Ali Fethi Okyar

Asker, Diplomat, Devlet Adamı, Siyasetçi

Doğum
29 Nisan, 1880
Ölüm
07 Mayıs, 1943
Eğitim
Harp Akademisi
Burç

Asker, diplomat, devlet ve siyaset adamı (D. 29 Nisan 1880, Pirlepe / Makedonya - Ö. 7 Mayıs 1943, İstanbul). 1898’de girdiği Harbiye Mektebi (Harp Okulu)’ni 1900 yılında piyade teğmeni rütbesiyle bitirdi. Ardından Harp Akademisi’ni 1904’te kurmay yüzbaşı olarak bitirdikten sonra da Selanik’te bulunan 3. Ordu Komutanlığı emrine verildi. Burada İttihat ve Terakki Cemiyeti’ne katılarak, İkinci Meşrutiyet (1908)’i hazırlayan kadro içinde yer aldı. Aynı yıl binbaşılığa yükseltilerek Selanik Jandarma Subay Okulu Komutanlığı’na getirildi. 12 Ocak 1909’da Paris Askeri Ataşesi oldu. 3 Temmuz 1911 tarihinde, Arnavutluk Harekâtında İşkodra Mürettep Kuvvetler Kurmay heyetine atandı. 6 Ekim 1911’de Enver Bey ve Mustafa Kemal ile birlikte Trablusgarp’ta savunma kuvvetlerinde görev aldı.

Ali Fethi Bey, Osmanlı Meclis-i Mebusanı’nın II. Dönemi için 13 Nisan 1912’de yapılan seçimde Manastır Milletvekili oldu.
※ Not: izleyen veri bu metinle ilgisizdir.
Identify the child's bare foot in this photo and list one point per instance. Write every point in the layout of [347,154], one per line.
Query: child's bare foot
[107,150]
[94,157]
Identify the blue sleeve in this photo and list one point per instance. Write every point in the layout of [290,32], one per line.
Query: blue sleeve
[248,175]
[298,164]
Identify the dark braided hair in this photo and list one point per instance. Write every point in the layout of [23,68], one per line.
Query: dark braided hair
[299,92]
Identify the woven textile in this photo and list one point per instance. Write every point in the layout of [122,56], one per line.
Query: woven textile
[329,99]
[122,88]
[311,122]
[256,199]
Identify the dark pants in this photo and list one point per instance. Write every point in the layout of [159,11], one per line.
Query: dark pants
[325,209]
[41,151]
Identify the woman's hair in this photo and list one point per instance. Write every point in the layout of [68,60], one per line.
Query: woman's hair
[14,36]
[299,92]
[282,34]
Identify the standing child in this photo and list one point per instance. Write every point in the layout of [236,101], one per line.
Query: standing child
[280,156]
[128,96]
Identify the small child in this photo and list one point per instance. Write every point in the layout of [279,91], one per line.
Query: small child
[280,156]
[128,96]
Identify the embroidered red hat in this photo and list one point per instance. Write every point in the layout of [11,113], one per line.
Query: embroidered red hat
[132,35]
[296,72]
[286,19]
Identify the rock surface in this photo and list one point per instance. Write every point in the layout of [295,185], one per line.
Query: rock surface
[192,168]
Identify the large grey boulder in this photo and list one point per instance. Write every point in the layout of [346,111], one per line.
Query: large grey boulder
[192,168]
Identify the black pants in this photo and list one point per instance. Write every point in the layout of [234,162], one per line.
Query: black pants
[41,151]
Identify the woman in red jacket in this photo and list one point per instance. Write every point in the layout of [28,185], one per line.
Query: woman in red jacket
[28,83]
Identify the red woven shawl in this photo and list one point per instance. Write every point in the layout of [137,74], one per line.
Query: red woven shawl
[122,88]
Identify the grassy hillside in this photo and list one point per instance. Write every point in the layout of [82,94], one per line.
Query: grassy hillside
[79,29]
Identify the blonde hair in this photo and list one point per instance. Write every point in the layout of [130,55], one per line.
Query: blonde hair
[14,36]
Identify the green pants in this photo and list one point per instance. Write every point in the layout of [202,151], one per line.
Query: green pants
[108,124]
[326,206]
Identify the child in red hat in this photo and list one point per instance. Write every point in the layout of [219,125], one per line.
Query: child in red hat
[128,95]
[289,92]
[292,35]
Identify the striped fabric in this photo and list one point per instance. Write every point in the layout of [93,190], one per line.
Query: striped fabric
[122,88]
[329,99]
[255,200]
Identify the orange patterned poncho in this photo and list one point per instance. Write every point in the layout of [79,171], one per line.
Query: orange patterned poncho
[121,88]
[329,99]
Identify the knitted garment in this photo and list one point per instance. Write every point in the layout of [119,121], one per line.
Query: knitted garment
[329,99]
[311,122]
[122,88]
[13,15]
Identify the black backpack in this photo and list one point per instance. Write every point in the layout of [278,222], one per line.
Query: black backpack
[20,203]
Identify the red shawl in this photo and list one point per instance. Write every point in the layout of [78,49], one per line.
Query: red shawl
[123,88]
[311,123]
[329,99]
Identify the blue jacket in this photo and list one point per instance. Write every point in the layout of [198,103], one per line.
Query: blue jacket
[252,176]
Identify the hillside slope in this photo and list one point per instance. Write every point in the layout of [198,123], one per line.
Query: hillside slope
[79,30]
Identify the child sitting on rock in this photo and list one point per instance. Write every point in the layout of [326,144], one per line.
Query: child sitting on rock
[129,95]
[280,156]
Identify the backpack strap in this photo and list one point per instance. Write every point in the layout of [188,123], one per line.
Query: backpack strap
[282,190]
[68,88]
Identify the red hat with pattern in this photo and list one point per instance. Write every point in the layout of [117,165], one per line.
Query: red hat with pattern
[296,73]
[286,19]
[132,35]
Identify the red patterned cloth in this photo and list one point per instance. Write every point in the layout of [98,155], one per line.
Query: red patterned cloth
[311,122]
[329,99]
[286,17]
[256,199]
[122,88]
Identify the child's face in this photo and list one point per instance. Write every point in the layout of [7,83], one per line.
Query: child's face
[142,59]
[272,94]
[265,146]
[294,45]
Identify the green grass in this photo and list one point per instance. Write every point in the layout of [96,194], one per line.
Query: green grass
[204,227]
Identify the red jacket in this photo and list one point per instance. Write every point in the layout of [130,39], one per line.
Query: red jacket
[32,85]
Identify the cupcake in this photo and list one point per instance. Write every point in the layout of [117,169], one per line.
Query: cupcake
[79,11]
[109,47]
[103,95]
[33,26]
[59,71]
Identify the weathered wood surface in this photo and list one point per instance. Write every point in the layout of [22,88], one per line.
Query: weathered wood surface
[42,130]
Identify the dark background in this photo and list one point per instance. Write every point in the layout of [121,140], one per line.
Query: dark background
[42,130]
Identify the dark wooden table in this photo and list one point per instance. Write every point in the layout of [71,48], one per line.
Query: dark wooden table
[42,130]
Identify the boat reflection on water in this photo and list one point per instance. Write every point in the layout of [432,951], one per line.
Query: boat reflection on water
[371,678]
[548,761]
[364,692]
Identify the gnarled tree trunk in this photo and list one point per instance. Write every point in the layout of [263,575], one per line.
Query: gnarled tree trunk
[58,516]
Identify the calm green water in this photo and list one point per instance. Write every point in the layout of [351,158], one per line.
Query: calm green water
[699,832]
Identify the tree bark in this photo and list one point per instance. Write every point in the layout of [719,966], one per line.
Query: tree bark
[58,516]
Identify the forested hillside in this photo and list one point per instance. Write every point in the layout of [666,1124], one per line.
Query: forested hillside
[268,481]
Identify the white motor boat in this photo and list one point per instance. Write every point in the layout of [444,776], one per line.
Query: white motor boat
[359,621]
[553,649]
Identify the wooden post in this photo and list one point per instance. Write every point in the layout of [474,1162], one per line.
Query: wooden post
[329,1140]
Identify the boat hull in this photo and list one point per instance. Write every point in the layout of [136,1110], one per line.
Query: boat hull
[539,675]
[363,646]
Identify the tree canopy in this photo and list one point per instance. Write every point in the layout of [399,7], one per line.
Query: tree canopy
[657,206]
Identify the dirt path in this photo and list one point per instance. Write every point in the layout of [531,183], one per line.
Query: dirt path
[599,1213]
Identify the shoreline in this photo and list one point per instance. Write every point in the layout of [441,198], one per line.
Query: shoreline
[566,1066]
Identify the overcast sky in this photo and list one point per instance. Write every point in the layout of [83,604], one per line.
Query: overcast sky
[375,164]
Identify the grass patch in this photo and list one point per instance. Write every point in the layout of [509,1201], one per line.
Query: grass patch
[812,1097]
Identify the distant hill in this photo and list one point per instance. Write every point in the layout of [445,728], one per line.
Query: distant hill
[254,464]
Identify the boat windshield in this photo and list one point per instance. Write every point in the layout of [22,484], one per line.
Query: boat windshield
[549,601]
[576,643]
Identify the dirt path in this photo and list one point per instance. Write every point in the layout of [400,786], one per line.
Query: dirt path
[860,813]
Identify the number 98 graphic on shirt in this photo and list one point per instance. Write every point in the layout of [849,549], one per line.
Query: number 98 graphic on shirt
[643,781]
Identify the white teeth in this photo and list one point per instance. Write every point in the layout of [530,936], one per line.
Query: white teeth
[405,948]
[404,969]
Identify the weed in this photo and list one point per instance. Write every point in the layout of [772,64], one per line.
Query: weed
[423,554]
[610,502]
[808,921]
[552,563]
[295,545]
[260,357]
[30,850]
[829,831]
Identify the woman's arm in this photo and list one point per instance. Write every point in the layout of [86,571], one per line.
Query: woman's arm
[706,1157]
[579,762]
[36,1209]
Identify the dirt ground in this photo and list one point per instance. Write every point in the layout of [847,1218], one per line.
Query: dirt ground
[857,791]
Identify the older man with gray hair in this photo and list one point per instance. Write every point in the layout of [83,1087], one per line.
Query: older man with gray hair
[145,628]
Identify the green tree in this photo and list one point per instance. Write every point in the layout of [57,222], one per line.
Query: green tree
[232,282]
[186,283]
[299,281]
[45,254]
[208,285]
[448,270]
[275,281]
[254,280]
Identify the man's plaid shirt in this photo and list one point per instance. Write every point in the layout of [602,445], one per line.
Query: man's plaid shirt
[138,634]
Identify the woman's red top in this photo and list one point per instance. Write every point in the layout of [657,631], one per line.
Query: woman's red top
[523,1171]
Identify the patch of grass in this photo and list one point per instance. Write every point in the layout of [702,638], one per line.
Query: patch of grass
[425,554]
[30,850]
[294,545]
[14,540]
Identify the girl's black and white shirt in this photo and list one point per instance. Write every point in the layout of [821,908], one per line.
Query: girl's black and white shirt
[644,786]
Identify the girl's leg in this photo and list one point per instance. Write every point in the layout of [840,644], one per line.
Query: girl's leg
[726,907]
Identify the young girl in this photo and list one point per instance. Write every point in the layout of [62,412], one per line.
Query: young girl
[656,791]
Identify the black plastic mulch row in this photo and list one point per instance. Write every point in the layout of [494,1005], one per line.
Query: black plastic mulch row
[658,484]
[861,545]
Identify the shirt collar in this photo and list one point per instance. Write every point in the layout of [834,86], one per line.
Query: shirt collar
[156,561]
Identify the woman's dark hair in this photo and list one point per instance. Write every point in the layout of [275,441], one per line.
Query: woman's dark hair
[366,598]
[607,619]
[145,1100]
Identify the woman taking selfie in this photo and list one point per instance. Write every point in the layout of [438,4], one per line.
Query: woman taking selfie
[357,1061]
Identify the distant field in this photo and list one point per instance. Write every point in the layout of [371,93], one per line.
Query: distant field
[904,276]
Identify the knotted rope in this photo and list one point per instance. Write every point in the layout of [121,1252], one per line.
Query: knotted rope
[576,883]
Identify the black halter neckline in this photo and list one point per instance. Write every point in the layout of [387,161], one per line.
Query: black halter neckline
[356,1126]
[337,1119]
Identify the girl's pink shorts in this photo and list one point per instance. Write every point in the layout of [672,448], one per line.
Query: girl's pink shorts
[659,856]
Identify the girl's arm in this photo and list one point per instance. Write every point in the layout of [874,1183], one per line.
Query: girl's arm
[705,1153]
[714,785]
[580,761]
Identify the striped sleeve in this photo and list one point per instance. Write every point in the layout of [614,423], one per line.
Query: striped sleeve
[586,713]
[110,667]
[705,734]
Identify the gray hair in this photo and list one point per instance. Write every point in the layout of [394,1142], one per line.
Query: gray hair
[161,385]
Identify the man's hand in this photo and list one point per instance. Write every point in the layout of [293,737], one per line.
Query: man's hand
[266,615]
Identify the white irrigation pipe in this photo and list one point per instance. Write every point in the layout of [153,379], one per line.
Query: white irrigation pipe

Meclisin kapatılmasından sonra orduya dönerek 17 Kasım 1912’de Çanakkale Boğazı Mürettep Kuvvetler Kurmay Başkanlığı’na atandı. 13 Ekim 1913’te Sofya Elçisi oldu. Aynı dönemde askeri ataşe olarak orada bulunan Mustafa Kemal’le dostluğu pekişti. Meclis-i Mebusan’ın III. Döneminin son yılında yeniden İstanbul Milletvekili seçilerek (8 Aralık 1917) elçilik görevinden ayrıldı.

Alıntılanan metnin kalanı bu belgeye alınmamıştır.